Clients get better results and you capture more wallet share when CTV is part of comprehensive strategies rather than isolated campaigns.


Choosing white-label partners based solely on price destroys long-term value. The cheapest partner often cuts corners on support, technology, or inventory quality. Partner selection should weigh pricing, technology and UX, support quality and responsiveness, and inventory access and relationships. Medium-priced partners who excel on non-price factors usually deliver better results and client satisfaction.


The Competitive Advantage Is Real and Time-Limited


The numbers don't lie. 56% of global marketers are increasing CTV and OTT advertising spend in 2025, up from 53% in 2024. Your clients are either asking you about CTV now or will be within six months. The question isn't whether to offer it. The question is whether you'll build capabilities fast enough to capture the opportunity.


white-label CTV removes the biggest barriers to entry: massive capital investment (hundreds of thousands in annual fixed costs eliminated), specialized expertise (access to decade+ of collective CTV experience), technology infrastructure (enterprise-grade platforms without licensing costs), and inventory relationships (premium platform access without direct negotiations).

You get enterprise-level capabilities with startup-level flexibility and risk. Your clients get sophisticated television advertising without enterprise budgets.

The agencies succeeding with white-label CTV share common characteristics. They partnered early while competition was lower. They invested in client education and case study development (treating the first year as market development, not just revenue generation). They integrated CTV into broader omnichannel strategies rather than treating it as standalone. They systematized workflows so CTV became repeatable and profitable rather than one-off custom projects.
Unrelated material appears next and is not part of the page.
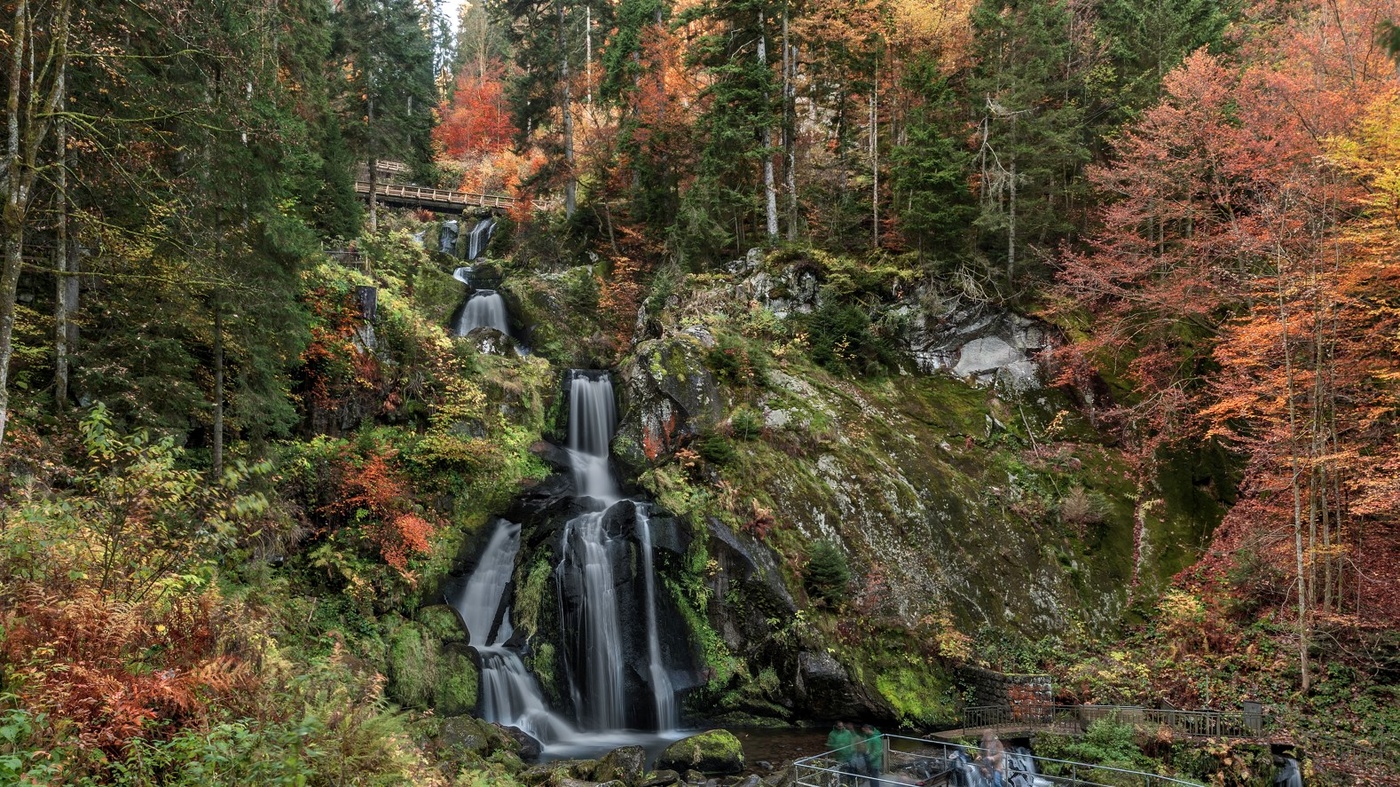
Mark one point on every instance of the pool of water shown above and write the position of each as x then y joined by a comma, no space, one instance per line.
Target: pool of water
776,747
Most importantly, they recognized that CTV isn't replacing other channels. It's expanding the addressable market for video advertising. Clients who could never afford traditional TV campaigns can now run targeted connected TV at accessible price points. That's net new revenue, not just budget reallocation.
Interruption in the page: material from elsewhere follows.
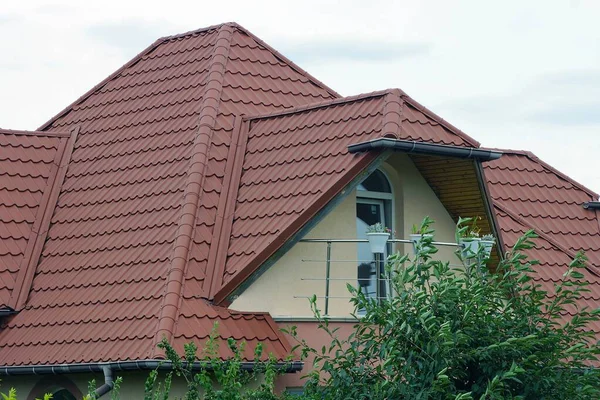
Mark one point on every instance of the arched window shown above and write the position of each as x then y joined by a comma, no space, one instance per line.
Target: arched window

The window won't stay open forever. As programmatic advertising is expected to account for over 85% of all digital ad spending in 2025, competition for white-label partnerships will intensify. The best providers will become increasingly selective about which agencies they partner with, favoring those with demonstrated commitment, appropriate client portfolios, and revenue potential.


Your competitive positioning strengthens with every month of CTV experience. Three months from now, you'll have case studies. Six months from now, you'll have systematic workflows. Twelve months from now, you'll have proven expertise and client testimonials. Your competitors trying to catch up will face the exact challenges you'll have already solved.


The market is moving regardless of whether you're ready. CTV ad spend will reach $26.6 billion in 2025, representing a massive revenue opportunity. Some agencies will capture that opportunity through white-label partnerships that let them move quickly, learn efficiently, and scale profitably. Other agencies will watch from the sidelines, either paralyzed by the complexity of building in-house or unaware of how accessible white-label makes this channel.


Your move is straightforward: evaluate 3-5 white-label CTV partners in the next two weeks. Run demos, ask tough questions, check references. Select the partner that best aligns with your agency positioning, client base, and service philosophy. Complete onboarding and launch pilot campaigns within 30 days.


The agencies that move now will capture market share while it's still available. The agencies that wait will eventually enter a more crowded, competitive market where easy wins are gone and client expectations are higher. The opportunity is real, substantial, and available right now to agencies willing to take action.

white-label CTV ensures you're positioned to capture that opportunity rather than watching competitors take revenue that should be yours.